Yes, the Taney Dragons. How about the name Alex Rice? He’s an important player in this story. He’s the star team’s manager, father of one of the players and also a Drexel alumnus.
Alex Rice started coaching the Taney Dragons about seven years ago, once his son turned six. He joined the league just a few years after he completed his Drexel architecture degree in 2002.
“I was working full-time and going to Drexel in the evenings for an additional degree. Then, Little League took the place of academics,” he remembers. “Guess I like to keep busy when not working.”
He’s certainly kept busy this summer. The Dragons, representing the mid-Atlantic region in the Little League World Series, won their first two games before being eliminated by the eventual champion team. Rice and the team were expecting some press out of Philly, but he recalls the bus ride from Bristol to Williamsport was “the fall down the rabbit’s hole,” after the team started receiving media requests and later found out that that Mo’ne was on the cover of Sports Illustrated. Even after placing third out of the 7,000 Little League teams in the country, the Dragons still had a jam-packed schedule, highlighted with an interview with Matt Lauer on NBC’s “The Today Show.”
“Baseball took over our lives,” he says. “In my ‘spare time,’ I work as an architect. I’m joking – sort of.”
After a brief end-of-summer vacation in New England, Rice is now back at work as an architect, and his son and his players have gone back to school. But this summer’s whirlwind adventure, and the ending that brought the team back to Philly’s homecoming parade, will last forever, he says.
“I had no idea the impact the team was having back home until we got back to Philly. It was truly unbelievable and incredibly gratifying to have been a part of something the whole city took such pride in,” he says.
The connections between the Drexel Dragons and the Taney Dragons are many.

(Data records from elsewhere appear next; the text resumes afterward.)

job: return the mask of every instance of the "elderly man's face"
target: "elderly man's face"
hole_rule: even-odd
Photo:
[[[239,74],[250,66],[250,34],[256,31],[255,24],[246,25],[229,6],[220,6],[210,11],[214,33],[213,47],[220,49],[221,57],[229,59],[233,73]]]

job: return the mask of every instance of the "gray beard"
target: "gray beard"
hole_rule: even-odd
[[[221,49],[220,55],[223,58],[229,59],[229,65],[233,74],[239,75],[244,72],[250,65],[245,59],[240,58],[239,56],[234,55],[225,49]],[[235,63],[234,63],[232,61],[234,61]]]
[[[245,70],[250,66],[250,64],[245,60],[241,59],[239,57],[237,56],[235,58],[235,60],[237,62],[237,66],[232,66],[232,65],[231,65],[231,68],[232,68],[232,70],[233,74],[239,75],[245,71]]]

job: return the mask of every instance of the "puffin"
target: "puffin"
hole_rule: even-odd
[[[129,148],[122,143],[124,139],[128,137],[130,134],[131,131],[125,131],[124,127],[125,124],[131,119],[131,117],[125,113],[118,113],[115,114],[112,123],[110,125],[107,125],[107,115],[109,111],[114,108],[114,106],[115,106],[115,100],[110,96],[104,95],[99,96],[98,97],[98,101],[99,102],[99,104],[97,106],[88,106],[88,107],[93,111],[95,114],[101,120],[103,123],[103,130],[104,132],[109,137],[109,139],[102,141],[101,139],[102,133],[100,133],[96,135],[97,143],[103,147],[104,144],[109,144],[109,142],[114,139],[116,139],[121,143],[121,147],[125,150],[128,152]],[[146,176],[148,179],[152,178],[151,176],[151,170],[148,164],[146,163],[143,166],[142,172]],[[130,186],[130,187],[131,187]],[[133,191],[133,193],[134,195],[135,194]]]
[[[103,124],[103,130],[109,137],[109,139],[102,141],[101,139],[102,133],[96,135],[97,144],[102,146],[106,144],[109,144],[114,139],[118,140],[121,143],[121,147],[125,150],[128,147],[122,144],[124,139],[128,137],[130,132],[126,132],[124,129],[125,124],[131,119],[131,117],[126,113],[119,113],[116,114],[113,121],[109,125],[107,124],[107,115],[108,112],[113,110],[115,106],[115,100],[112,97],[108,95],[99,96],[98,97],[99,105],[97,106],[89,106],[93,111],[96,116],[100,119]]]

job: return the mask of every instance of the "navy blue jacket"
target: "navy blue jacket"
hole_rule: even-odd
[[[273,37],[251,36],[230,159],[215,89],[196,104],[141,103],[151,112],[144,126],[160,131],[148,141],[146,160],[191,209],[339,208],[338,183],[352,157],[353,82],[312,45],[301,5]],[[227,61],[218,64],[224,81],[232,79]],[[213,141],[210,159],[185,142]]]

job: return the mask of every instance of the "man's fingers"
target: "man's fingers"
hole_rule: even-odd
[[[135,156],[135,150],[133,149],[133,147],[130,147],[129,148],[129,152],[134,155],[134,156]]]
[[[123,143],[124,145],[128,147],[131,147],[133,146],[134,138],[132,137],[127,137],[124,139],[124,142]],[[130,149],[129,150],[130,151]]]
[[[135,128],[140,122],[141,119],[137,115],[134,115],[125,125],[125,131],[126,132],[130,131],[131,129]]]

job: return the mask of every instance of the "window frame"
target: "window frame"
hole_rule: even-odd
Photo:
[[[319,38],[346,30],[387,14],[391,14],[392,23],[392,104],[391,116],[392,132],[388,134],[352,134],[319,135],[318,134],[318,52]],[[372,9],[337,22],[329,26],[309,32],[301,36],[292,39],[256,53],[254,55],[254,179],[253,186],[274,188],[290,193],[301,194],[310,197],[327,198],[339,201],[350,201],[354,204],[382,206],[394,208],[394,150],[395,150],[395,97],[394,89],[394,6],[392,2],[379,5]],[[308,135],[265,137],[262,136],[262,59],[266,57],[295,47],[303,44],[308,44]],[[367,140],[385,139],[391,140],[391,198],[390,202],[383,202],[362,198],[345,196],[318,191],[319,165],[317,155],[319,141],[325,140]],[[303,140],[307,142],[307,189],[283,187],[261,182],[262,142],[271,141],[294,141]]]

The team’s first baseman, Joseph Richardson Jr., is the son of Chanel Ward-Richardson, a systems analyst manager for Drexel’s Office of Academic Information & Systems; and his
sister, Gabrielle, is a current student at Drexel, in the design and merchandising program. One of the founders of the Taney Dragons league, Stephen Rosenzweig, has two children who are Drexel Dragons. His son Eric has a bachelor’s degree in architecture and a master’s in library science. And his daughter Jessica is currently earning her MBA at Drexel.
In fact, it was Eric Rosenzweig who was credited with solidifying Taney’s mascot.
“We were kicking around the idea of making a dragon our mascot at a board meeting one day and [Eric], who is an artist, did the first rendition of Taney Dragon,” says Stephen Rosenzwieg, one of the team’s five founders. “But,” he cautions, “there are a lot of [connections between Taney and Drexel], but the Dragon isn’t one of them.”
That might have been too perfect.
So what will next year be like for Rice and the team?
“We’re still working on 2015 team plans,” he says.